In Makefile there is defined a print function, which takes print text as argument and then print it. My question is that how to pass comma character as a text part to print it ? For example below is relevant makefile section where comma is not printable.

print = echo '$(1)'

help:
        @$(call print, He lives in Paris, does not he?)

Now if run makefile like:

$ make help 

It prints

$  He lives in Paris

instead of

$  He lives in Paris, does not he?

I know in makefile comma uses as argument separate, but how I can make it as printable.
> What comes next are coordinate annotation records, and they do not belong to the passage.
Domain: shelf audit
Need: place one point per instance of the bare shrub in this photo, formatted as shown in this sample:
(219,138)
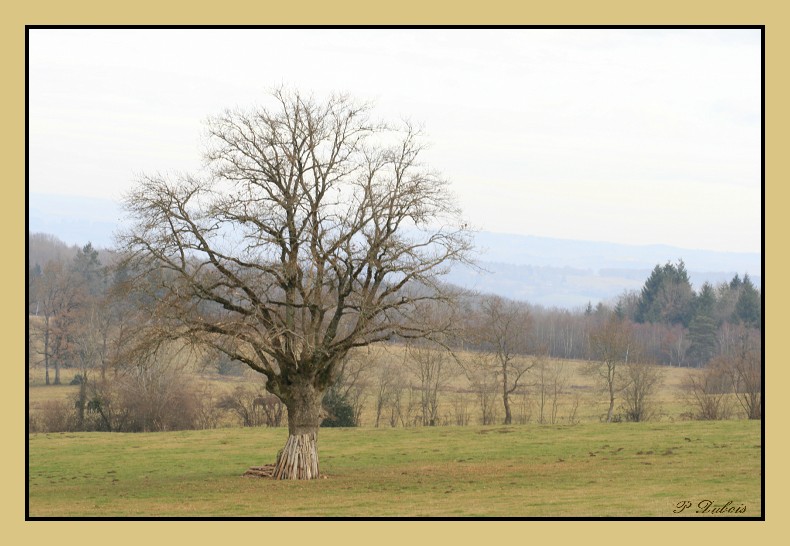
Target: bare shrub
(54,416)
(460,406)
(708,392)
(642,382)
(253,407)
I used different escape character combination to pass comma as text message like \, /, $$, ',' "," but nothing works

Answer 1

You could do something like this:

print = echo '$(1)' | sed 's/(\(.*\))/\1/'

help:
        @$(call print, (He lives in Paris, does not he?))

Output becomes:

$ make help
 He lives in Paris, does not he?

You have to tweak the regex in sed if you include parenthesis in your string.

Answer 2

Same as the answer of ogus ismail, but with slight optimization:

• You can use a comma itself as a variable name

, := ,
msg = echo '$1'
help:; @$(call msg,He lives in Paris$(,) does not he?)

Source

Answer 3

if you want to have parenthesis inside the argument you can use a more elaborate sed script to strip the parenthesis.

define print 
        echo "`echo \"$(1)\" | sed -e 's/^(\|)$$//g'`";
endef

help:
        @$(call print,(He lives in Paris, does not he? in a (house) with parenthesis inside))

Basically you are supposed to change $(1) with echo \"$(1)\" | sed -e 's/^(\|)$$//g'.

Disclaimer: This is from a blog of mine.